For scraping, I used Kernel, a cloud browser agent service that runs as a Vercel integration. A simple HTTP request scraper would not work here because Airbnb is a heavily dynamic, JavaScript-rendered website where the calendar content only appears after the page loads and user interactions are simulated. This is why Playwright is involved, handling the navigation to the listing, clicking to open the calendar, waiting for elements to render, and stepping through the months to collect occupied dates. Kernel then hosts and runs all of this in the cloud, meaning the entire scraping process happens without needing a dedicated server or local browser setup.

Process Automation With n8n

But not long after, I started exploring n8n, an open source node-based automation tool. Instead of scraping the Airbnb listing page like before, I discovered an internal Airbnb API endpoint called pdpAvailability that returns availability data directly as JSON, making the whole process much simpler and more reliable.

The workflow starts by firing an HTTP GET request to that endpoint to fetch the latest availability data.
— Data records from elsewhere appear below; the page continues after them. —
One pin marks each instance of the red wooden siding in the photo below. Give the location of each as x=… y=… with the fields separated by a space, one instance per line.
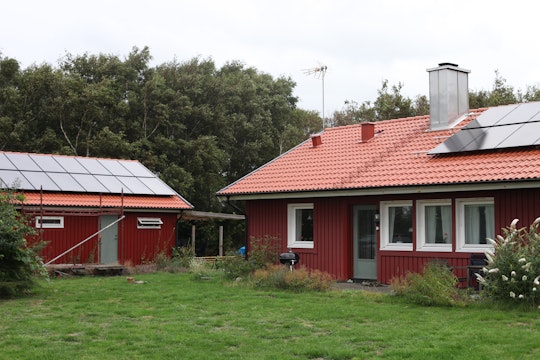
x=332 y=251
x=76 y=229
x=142 y=245
x=135 y=246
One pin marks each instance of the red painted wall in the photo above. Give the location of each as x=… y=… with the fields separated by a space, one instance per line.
x=333 y=230
x=76 y=229
x=142 y=245
x=135 y=246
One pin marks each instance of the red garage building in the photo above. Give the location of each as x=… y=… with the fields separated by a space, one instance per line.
x=94 y=211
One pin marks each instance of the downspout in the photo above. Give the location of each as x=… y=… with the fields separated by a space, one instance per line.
x=242 y=212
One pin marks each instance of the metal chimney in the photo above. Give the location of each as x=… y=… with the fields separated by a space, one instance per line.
x=448 y=94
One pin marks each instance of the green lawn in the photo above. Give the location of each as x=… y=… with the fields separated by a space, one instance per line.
x=171 y=316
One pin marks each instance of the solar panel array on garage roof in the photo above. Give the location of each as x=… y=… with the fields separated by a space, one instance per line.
x=500 y=127
x=78 y=174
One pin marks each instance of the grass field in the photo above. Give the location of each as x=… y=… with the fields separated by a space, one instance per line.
x=170 y=316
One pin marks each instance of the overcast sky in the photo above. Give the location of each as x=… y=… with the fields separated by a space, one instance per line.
x=361 y=42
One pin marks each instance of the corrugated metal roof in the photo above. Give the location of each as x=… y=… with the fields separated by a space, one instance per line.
x=396 y=156
x=105 y=201
x=46 y=172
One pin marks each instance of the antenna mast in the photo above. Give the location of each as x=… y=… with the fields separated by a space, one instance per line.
x=319 y=72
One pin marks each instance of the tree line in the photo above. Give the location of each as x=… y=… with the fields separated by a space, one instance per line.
x=391 y=104
x=199 y=127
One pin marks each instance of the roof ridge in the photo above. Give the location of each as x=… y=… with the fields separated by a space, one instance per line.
x=392 y=148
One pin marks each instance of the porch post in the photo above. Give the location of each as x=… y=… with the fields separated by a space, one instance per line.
x=220 y=240
x=193 y=238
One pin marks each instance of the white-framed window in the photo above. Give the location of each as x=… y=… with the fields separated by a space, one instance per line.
x=49 y=222
x=434 y=225
x=396 y=225
x=300 y=225
x=149 y=223
x=475 y=221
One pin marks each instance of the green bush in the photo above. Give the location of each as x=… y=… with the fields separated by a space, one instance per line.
x=435 y=287
x=19 y=262
x=512 y=273
x=263 y=252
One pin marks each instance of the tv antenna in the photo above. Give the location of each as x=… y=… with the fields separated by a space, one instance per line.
x=319 y=73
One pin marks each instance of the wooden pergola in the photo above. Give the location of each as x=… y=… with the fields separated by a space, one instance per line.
x=202 y=216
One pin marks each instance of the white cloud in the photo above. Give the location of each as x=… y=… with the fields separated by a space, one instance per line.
x=361 y=42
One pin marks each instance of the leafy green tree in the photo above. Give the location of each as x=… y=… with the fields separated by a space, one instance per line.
x=19 y=262
x=390 y=104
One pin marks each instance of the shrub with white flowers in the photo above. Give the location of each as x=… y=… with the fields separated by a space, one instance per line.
x=513 y=267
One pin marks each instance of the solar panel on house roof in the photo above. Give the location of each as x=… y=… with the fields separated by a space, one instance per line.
x=78 y=174
x=497 y=128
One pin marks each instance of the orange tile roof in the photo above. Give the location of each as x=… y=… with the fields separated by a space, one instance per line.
x=396 y=156
x=105 y=201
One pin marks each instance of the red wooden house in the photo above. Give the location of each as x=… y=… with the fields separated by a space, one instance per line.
x=378 y=200
x=94 y=211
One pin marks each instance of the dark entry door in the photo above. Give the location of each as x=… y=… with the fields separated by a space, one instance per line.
x=365 y=242
x=108 y=253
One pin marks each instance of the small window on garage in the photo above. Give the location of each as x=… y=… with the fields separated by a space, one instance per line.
x=149 y=223
x=50 y=222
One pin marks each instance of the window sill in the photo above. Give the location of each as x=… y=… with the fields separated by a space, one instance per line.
x=297 y=245
x=435 y=248
x=397 y=247
x=475 y=248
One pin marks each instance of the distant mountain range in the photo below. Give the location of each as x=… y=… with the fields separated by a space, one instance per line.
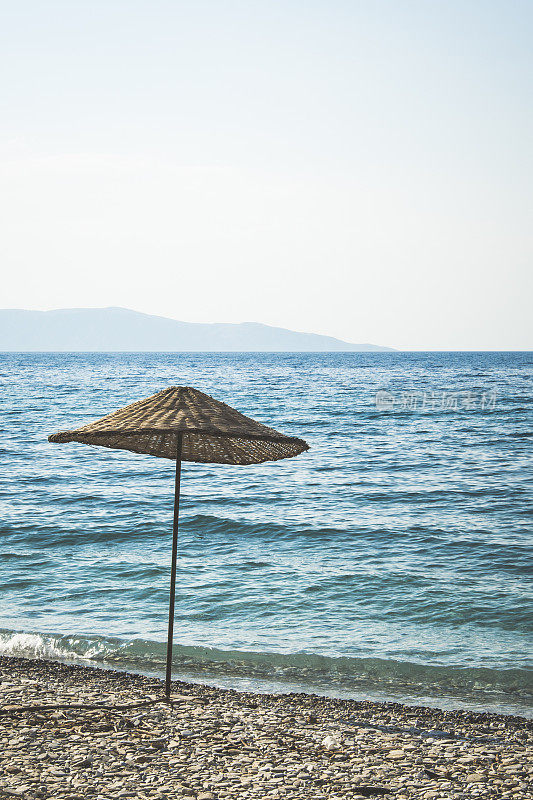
x=120 y=329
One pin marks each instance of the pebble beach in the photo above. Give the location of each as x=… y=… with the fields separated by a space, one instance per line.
x=218 y=744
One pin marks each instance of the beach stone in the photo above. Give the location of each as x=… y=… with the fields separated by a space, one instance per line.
x=475 y=777
x=396 y=754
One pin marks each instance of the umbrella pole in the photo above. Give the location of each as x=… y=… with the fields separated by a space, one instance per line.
x=173 y=568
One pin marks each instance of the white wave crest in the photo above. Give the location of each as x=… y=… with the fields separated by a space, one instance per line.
x=34 y=645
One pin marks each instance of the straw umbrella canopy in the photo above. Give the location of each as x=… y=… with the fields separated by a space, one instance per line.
x=184 y=424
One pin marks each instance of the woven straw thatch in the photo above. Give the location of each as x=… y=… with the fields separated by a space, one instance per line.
x=212 y=432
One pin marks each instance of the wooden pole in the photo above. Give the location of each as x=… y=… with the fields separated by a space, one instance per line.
x=173 y=567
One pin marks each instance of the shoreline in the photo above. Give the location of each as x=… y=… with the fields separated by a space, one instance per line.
x=221 y=743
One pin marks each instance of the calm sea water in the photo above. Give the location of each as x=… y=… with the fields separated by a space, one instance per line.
x=391 y=561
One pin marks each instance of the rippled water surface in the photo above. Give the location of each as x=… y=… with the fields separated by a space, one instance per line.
x=392 y=560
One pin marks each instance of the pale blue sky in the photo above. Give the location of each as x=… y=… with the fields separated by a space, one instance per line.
x=360 y=169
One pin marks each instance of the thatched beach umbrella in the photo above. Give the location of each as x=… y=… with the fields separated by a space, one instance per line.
x=185 y=424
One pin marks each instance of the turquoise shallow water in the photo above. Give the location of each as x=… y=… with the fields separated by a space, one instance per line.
x=393 y=560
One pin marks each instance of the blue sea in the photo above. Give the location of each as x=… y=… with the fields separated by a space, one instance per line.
x=392 y=561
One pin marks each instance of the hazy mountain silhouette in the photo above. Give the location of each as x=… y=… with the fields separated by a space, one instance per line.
x=120 y=329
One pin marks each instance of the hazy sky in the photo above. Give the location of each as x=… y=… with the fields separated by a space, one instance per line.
x=359 y=169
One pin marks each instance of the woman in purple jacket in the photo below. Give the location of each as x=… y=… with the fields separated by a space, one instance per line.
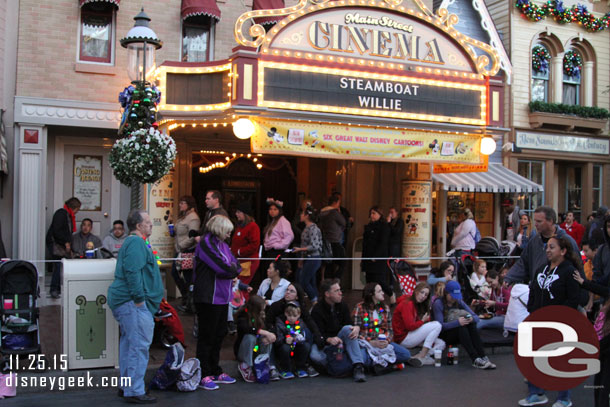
x=215 y=268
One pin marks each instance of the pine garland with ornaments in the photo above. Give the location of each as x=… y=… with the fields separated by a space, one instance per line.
x=578 y=13
x=540 y=59
x=141 y=154
x=572 y=64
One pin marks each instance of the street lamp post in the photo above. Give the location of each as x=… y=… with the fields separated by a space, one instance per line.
x=141 y=43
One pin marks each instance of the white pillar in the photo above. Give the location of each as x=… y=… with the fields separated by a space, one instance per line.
x=587 y=84
x=557 y=78
x=29 y=192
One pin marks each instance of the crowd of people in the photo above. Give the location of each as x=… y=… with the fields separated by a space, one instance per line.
x=303 y=325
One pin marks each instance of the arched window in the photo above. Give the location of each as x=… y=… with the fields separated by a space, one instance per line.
x=196 y=33
x=572 y=73
x=541 y=58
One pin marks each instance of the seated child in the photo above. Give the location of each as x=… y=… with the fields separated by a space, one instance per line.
x=252 y=339
x=293 y=342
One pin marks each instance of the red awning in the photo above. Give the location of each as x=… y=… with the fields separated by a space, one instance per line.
x=191 y=8
x=267 y=5
x=83 y=2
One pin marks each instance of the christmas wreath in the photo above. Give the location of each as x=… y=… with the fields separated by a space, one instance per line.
x=540 y=59
x=572 y=64
x=142 y=154
x=578 y=13
x=143 y=157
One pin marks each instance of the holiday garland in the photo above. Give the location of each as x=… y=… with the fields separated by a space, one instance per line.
x=142 y=154
x=572 y=64
x=540 y=59
x=576 y=14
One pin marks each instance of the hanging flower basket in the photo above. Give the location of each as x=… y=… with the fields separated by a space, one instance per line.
x=540 y=59
x=142 y=157
x=572 y=64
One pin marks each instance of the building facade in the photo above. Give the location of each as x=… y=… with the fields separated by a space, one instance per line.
x=558 y=138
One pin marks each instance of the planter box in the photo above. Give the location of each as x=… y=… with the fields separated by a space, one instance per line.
x=567 y=122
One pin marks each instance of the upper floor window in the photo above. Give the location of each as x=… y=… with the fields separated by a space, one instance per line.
x=97 y=32
x=572 y=69
x=196 y=38
x=540 y=73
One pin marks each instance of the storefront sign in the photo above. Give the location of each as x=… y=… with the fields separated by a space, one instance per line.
x=453 y=168
x=160 y=206
x=87 y=185
x=571 y=144
x=372 y=34
x=417 y=214
x=363 y=143
x=341 y=91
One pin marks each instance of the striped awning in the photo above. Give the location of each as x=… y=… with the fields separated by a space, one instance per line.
x=497 y=179
x=191 y=8
x=267 y=5
x=83 y=2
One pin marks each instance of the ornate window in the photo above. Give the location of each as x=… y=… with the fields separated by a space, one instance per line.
x=540 y=73
x=97 y=28
x=197 y=33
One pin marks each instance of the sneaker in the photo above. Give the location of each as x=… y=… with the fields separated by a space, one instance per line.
x=274 y=375
x=311 y=372
x=207 y=383
x=427 y=360
x=246 y=372
x=224 y=379
x=480 y=363
x=415 y=362
x=359 y=376
x=533 y=400
x=489 y=364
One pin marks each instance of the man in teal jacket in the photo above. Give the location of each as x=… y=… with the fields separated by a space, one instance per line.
x=134 y=297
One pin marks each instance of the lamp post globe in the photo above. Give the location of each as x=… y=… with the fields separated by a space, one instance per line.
x=141 y=43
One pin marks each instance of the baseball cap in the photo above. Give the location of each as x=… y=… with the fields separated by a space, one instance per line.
x=508 y=202
x=454 y=289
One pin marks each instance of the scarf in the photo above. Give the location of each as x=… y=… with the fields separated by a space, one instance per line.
x=72 y=217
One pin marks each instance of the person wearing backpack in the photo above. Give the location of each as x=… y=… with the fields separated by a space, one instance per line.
x=464 y=235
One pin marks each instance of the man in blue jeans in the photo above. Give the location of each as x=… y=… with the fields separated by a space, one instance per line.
x=333 y=318
x=134 y=297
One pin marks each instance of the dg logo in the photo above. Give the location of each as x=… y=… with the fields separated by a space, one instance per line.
x=556 y=348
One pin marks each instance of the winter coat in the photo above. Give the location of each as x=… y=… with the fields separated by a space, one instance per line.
x=215 y=268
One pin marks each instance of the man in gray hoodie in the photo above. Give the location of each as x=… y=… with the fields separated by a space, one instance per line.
x=534 y=255
x=332 y=223
x=115 y=239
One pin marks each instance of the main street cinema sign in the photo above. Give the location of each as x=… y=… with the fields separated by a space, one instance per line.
x=336 y=62
x=375 y=58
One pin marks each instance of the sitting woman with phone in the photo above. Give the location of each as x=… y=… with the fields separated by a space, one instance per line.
x=458 y=323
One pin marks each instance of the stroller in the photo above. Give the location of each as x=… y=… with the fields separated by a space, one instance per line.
x=19 y=327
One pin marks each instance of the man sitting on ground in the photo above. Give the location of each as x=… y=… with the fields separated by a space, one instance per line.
x=333 y=318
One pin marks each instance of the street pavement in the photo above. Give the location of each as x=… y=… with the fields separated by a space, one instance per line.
x=453 y=386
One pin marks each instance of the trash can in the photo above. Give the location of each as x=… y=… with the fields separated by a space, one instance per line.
x=90 y=332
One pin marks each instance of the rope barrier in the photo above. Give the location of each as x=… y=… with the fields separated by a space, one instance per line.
x=169 y=259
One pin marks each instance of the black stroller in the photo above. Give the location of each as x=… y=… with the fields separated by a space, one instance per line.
x=19 y=328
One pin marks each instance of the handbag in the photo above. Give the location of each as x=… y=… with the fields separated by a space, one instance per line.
x=187 y=260
x=455 y=313
x=245 y=269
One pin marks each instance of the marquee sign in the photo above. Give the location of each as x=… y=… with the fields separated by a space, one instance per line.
x=351 y=92
x=310 y=139
x=371 y=33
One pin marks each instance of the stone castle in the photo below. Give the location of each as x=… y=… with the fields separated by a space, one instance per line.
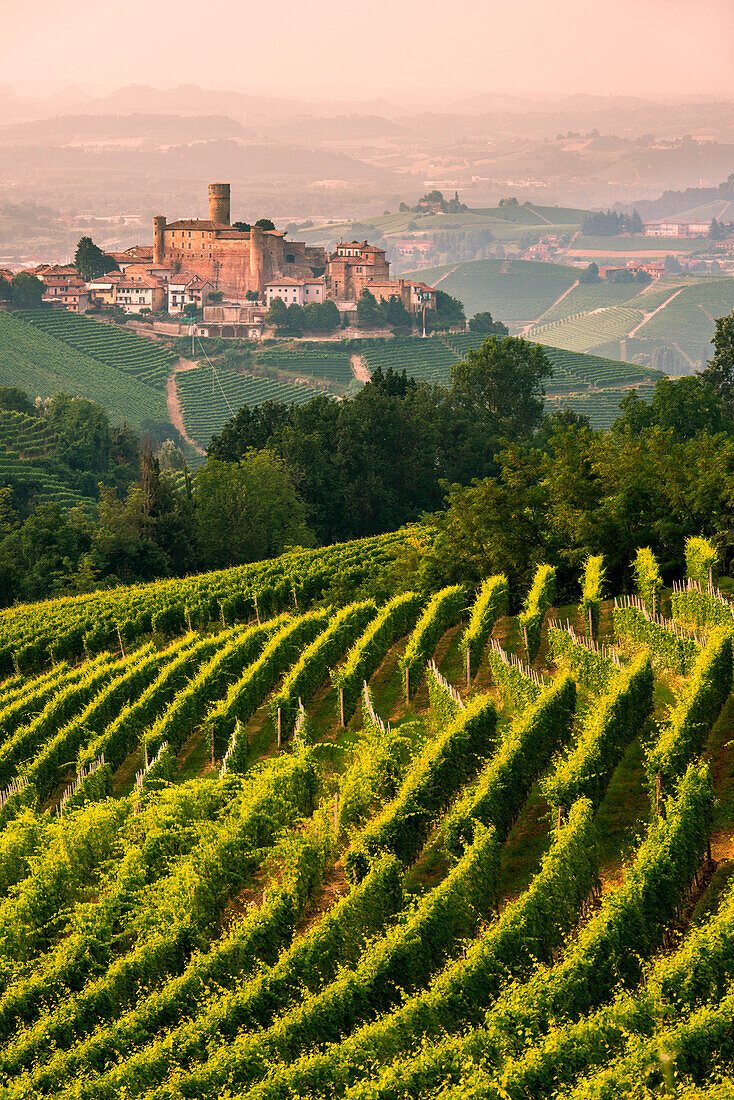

It then reads an existing local JSON file that holds all previously recorded dates. A JavaScript node then compares the two, identifying any new occupied dates that are not already in the records. From there the workflow splits into two outputs: it writes the updated dates back to the same JSON file to keep the records current, and simultaneously generates an HTML report file so I have something readable to view at a glance. This way, I dont have to host my application to run it.